Canonical LR parser

Last updated September 07, 2024

A canonical LR parser (also called a LR(1) parser) is a type of bottom-up parsing algorithm used in computer science to analyze and process programming languages. It is based on the LR parsing technique, which stands for "left-to-right, rightmost derivation in reverse."

Formally, a canonical LR parser is an LR(k) parser for k=1, i.e. with a single lookahead terminal. The special attribute of this parser is that any LR(k) grammar with k>1 can be transformed into an LR(1) grammar.^[1] However, back-substitutions are required to reduce k and as back-substitutions increase, the grammar can quickly become large, repetitive and hard to understand. LR(k) can handle all deterministic context-free languages.^[1] In the past this LR(k) parser has been avoided because of its huge memory requirements in favor of less powerful alternatives such as the LALR and the LL(1) parser. Recently, however, a "minimal LR(1) parser" whose space requirements are close to LALR parsers^{[ citation needed ]}, is being offered by several parser generators.

Like most parsers, the LR(1) parser is automatically generated by compiler-compilers like GNU Bison, MSTA, Menhir,^[2] HYACC,^[3] and LRSTAR.^[4]

History

In 1965 Donald Knuth invented the LR(k) parser (Left to right, Rightmost derivation parser) a type of shift-reduce parser, as a generalization of existing precedence parsers. This parser has the potential of recognizing all deterministic context-free languages and can produce both left and right derivations of statements encountered in the input file. Knuth proved that it reaches its maximum language recognition power for k=1 and provided a method for transforming LR(k), k > 1 grammars into LR(1) grammars.^[1]

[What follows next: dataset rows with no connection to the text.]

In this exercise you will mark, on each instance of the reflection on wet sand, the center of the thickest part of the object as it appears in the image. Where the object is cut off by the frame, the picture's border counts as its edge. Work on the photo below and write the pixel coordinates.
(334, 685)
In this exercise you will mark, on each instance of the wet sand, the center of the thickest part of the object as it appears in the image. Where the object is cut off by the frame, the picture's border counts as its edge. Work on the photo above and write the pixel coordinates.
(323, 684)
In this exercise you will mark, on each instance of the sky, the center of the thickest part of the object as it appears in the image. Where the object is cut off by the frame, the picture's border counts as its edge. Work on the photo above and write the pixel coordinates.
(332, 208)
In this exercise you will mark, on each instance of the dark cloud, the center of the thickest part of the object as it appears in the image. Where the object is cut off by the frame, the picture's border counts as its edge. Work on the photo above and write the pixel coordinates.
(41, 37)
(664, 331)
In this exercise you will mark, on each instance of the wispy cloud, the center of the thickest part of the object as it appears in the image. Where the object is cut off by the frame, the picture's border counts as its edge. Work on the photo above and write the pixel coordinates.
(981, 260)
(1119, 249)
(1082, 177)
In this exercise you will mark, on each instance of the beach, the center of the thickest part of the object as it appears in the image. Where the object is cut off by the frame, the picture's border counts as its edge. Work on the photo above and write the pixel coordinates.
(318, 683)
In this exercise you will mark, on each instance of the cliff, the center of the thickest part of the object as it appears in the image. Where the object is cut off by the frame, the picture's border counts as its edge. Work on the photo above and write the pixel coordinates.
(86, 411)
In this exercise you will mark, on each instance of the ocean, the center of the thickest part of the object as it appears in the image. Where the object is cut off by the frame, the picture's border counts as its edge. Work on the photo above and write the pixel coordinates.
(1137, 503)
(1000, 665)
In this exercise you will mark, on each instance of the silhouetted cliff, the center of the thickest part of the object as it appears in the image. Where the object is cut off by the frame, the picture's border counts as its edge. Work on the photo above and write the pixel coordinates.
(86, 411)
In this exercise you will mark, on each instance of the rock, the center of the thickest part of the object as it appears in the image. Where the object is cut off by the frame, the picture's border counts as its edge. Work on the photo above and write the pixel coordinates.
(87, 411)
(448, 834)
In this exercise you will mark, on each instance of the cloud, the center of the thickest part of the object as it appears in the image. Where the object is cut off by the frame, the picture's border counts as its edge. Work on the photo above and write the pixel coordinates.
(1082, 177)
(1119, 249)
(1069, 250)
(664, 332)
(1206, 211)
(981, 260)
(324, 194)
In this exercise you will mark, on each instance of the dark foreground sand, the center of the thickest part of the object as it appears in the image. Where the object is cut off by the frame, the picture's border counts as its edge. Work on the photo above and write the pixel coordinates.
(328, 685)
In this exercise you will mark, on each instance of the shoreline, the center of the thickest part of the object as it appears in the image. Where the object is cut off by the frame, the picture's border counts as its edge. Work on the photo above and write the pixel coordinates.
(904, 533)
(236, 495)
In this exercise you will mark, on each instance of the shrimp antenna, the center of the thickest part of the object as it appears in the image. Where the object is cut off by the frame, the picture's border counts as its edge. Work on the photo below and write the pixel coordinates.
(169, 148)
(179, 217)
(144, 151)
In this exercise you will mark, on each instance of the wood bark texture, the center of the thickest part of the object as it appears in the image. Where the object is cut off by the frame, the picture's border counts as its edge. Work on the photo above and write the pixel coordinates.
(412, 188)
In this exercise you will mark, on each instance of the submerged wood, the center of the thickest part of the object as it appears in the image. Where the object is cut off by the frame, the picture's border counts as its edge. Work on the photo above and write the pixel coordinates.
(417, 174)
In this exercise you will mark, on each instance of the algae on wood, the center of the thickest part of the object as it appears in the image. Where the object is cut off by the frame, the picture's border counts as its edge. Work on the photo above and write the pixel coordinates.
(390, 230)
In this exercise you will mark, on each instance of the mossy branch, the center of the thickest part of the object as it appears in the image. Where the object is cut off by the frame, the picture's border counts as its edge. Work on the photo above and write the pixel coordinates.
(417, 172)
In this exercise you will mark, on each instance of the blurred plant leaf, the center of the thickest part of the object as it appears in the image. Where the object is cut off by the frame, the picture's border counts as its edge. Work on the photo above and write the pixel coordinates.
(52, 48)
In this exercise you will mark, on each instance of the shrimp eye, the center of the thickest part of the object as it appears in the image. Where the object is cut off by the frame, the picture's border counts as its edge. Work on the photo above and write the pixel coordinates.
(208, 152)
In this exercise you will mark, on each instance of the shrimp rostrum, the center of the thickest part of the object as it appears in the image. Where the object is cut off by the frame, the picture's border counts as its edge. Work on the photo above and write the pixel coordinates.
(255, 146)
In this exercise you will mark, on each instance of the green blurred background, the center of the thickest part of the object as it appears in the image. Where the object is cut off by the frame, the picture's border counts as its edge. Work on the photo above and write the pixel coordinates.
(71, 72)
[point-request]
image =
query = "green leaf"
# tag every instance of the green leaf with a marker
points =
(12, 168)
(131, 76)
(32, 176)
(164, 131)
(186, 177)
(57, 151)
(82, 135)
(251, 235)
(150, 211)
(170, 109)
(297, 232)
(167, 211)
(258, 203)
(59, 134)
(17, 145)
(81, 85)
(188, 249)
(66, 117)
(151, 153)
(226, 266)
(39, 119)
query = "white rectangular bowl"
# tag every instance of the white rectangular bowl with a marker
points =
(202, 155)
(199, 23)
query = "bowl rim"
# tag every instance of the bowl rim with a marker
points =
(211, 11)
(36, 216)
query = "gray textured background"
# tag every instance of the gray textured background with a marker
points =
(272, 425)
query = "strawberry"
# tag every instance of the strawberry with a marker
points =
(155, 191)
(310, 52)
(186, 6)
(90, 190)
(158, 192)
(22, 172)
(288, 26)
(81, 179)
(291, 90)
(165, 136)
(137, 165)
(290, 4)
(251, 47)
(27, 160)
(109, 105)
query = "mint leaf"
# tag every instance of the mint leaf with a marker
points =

Canonical LR(1) parsers have the practical disadvantage of having enormous memory requirements for their internal parser-table representation. In 1969, Frank DeRemer suggested two simplified versions of the LR parser called LALR and SLR. These parsers require much less memory than Canonical LR(1) parsers, but have slightly less language-recognition power.^[5] LALR(1) parsers have been the most common implementations of the LR Parser.

However, a new type of LR(1) parser, some people call a "Minimal LR(1) parser" was introduced in 1977 by David Pager^[6] who showed that LR(1) parsers can be created whose memory requirements rival those of LALR(1) parsers. Recently^{[ when? ]}, some parser generators are offering Minimal LR(1) parsers, which not only solve the memory requirement problem, but also the mysterious-conflict-problem inherent in LALR(1) parser generators.^{[ citation needed ]} In addition, Minimal LR(1) parsers can use shift-reduce actions, which makes them faster than Canonical LR(1) parsers.

Overview

The LR(1) parser is a deterministic automaton and as such its operation is based on static state transition tables. These codify the grammar of the language it recognizes and are typically called "parsing tables".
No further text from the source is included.